3. Bleu Cheese and Sauternes - Bleu cheese is made with cultures of the mold Penicillium, which gives it those characteristic blue/green spots throughout. This cheese is notoriously pungent, yet creamy, tangy, and salty at the same time, and perhaps not surprisingly, it pairs wonderfully with Sauternes - a sweet yet acidic dessert wine from Bordeaux featuring notes of lemon curd, apricot, honey, butter, and peach preserves. It may seem a little strange, but the grapes used to make Sauternes are affected by noble rot, which causes the grapes to become partially raisined, giving them a sweet, concentrated flavor. Who knew you could make such a delicious snack out of rotting grapes and moldy cheese! My WSET instructor from Napa Wine Academy suggested adding a drizzle of honey to this mix...it is OUT OF THIS WORLD! But don't take my word for it - give it a try for yourself!


**Be warned, if you don't like bleu cheese, you're not likely to enjoy this combo. Truth be told, wine does not alter the taste of food. Instead, the food has the potential to bring out the magic in wine. This is why pairing wine with food is an age-old tradition that quite frankly, never gets old!

 

2. Baked Brie Cheese with Prosecco: Brie is a soft cow's milk cheese named after the French region from which it originated.

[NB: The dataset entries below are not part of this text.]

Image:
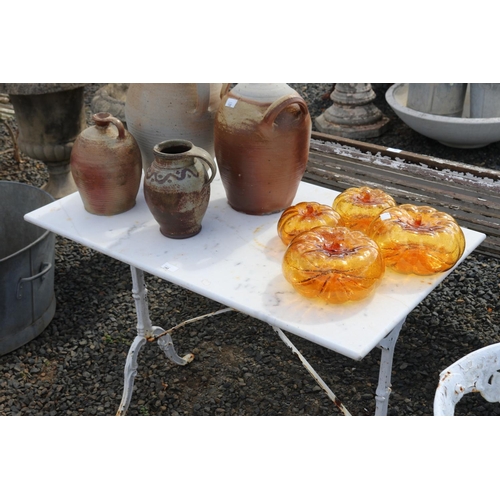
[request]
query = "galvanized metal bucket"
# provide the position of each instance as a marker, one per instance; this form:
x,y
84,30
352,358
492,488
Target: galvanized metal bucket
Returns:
x,y
27,299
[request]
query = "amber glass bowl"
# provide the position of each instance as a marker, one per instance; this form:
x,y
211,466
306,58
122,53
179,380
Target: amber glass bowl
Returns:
x,y
304,216
418,239
333,264
359,206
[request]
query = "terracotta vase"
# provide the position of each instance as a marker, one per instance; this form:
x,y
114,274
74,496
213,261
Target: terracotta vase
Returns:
x,y
261,135
177,187
156,112
106,166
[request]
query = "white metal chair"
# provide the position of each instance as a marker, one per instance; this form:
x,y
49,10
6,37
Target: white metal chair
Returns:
x,y
478,371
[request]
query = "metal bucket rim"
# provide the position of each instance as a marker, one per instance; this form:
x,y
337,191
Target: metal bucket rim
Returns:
x,y
40,238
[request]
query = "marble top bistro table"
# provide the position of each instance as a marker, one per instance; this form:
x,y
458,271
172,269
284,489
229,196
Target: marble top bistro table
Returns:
x,y
236,261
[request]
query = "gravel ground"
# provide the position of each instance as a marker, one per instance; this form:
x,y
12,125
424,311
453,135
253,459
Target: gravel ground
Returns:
x,y
75,367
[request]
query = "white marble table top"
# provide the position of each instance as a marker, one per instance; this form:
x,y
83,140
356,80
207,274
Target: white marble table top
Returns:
x,y
236,260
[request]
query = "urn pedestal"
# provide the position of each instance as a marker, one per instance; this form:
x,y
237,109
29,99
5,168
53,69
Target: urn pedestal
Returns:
x,y
352,114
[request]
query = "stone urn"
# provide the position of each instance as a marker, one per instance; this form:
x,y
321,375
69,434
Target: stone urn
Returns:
x,y
50,116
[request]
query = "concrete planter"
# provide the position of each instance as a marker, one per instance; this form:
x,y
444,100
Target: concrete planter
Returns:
x,y
446,99
484,100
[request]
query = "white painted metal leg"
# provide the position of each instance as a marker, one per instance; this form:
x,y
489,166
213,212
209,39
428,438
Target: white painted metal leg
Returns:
x,y
311,370
383,392
145,332
144,329
130,374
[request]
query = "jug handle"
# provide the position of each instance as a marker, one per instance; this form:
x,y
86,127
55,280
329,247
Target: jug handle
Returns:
x,y
103,119
203,92
224,89
280,104
197,152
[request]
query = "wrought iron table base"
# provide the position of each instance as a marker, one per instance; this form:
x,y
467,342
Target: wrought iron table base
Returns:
x,y
146,332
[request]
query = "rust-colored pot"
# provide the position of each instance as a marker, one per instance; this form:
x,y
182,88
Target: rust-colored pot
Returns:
x,y
106,165
261,139
177,187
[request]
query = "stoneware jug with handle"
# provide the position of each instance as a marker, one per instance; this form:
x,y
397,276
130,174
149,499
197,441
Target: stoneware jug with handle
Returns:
x,y
261,136
106,166
156,112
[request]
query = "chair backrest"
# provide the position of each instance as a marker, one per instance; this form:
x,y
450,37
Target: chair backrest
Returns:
x,y
478,371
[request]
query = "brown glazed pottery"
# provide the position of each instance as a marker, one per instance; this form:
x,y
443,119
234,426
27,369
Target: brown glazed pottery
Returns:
x,y
177,187
261,138
106,165
157,112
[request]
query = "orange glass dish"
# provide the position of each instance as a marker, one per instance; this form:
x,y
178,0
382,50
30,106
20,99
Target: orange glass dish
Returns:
x,y
334,264
359,206
418,239
305,216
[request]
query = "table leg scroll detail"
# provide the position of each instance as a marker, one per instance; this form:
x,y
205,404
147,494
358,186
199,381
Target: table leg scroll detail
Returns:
x,y
311,370
131,366
166,344
383,391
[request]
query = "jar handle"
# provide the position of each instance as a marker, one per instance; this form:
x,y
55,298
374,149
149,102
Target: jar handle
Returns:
x,y
103,119
280,104
197,152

It has a rich, creamy, buttery, fruity, and earthy flavor that's complex yet truly delightful and it pairs perfectly with bubbly Prosecco! Prosecco is Italy's most popular sparkling wine and is made from Glera grapes. Its texture is perfect for lifting the cream in the cheese and cleansing the palate between bites. What does Prosecco taste like? Think notes of lemon zest, pear, yellow apple, gardenia, and honeysuckle.


 

  1. Cheddar or Gouda with Cabernet Sauvignon: Cheddar and gouda are both made from cow's milk, share similar densities and textures, and quite resemble one another in terms of taste, too. It doesn't come as a surprise, then, that these two creamy companions pair well with the same partner in wine. Cabernet Sauvignon is a full bodied, highly acidic wine with lots of tannins and oak notes, which are accentuated when paired with the salty, acidic cheeses. Cabernet Sauvignon is the most planted grape varietal in the world featuring notes of cherry, juicy plum, baking spices, vanilla, and cedar.


 

Enjoy National Cheese Lovers' Day and treat yourself to a delectable wine and cheese pairing today! Didn't see your favorite combo on this list? Drop me a comment and let me know your favorites!